Job Description
We are currently partnered with a globally leading research centre in the UK looking to expand their team with a Systems Research Engineer. This is an incredibly high calibre team reshaping how large-scale models are trained and served through next-generation AI-native infrastructure and "super-node" clusters.
This is a permanent opportunity based onsite in Edinburgh.
Key responsibilities for this Systems Research Engineer position:
- Architect and implement distributed system components for AI workloads across CPU, GPU, and NPU clusters.
- Conduct in-depth profiling and performance tuning of inference pipelines, focusing on KV cache management.
- Develop low-latency, fault-tolerant AI serving frameworks using vLLM, Ray Serve, and PyTorch Distributed.
- Research and prototype novel techniques for cache sharing, data locality, and resource orchestration.
- Translate innovative designs into publishable contributions at top-tier venues (e.g., OSDI, NSDI, MLSys).
- Collaborate with global research teams to drive the internal adoption of novel system architectures.
Key Requirements:
- Preferably a PhD, at minimum a masters degree, in Computer Science, distributed systems, or related field.
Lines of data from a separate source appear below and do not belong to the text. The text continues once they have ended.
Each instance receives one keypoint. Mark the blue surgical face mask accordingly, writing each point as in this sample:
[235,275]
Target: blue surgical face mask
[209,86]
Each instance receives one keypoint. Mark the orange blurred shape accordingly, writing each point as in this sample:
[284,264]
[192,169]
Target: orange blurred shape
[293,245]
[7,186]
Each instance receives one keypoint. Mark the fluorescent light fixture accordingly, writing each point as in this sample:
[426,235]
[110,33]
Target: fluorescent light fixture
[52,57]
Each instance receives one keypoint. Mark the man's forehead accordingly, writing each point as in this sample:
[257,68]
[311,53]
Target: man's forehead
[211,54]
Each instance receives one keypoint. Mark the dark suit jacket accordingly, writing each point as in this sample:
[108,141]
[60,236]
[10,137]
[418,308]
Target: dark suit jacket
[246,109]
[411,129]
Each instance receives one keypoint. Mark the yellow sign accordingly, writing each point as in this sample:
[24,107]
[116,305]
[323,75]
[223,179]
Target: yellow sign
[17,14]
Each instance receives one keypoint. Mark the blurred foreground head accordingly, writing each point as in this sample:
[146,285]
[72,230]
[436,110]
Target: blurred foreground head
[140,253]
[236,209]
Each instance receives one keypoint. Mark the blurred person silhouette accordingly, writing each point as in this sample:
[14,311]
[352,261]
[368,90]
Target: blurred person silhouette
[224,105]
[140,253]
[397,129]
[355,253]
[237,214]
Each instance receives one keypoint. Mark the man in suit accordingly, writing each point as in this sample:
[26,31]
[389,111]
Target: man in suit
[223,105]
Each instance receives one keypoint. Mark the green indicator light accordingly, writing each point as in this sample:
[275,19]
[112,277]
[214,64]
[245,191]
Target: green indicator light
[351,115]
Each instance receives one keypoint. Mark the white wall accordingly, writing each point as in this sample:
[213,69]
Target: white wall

- Strong knowledge of Distributed Systems, OS internals, and Machine Learning systems architecture.
- Hands-on experience with LLM serving frameworks (vLLM, Ray Serve, TensorRT-LLM, or TGI).
- Proficiency in C/C++ for systems development and Python for research prototyping.
- Solid grounding in distributed algorithms, load balancing, and state management.
- Proven ability to conduct systems research, ideally evidenced by publications in top-tier conferences.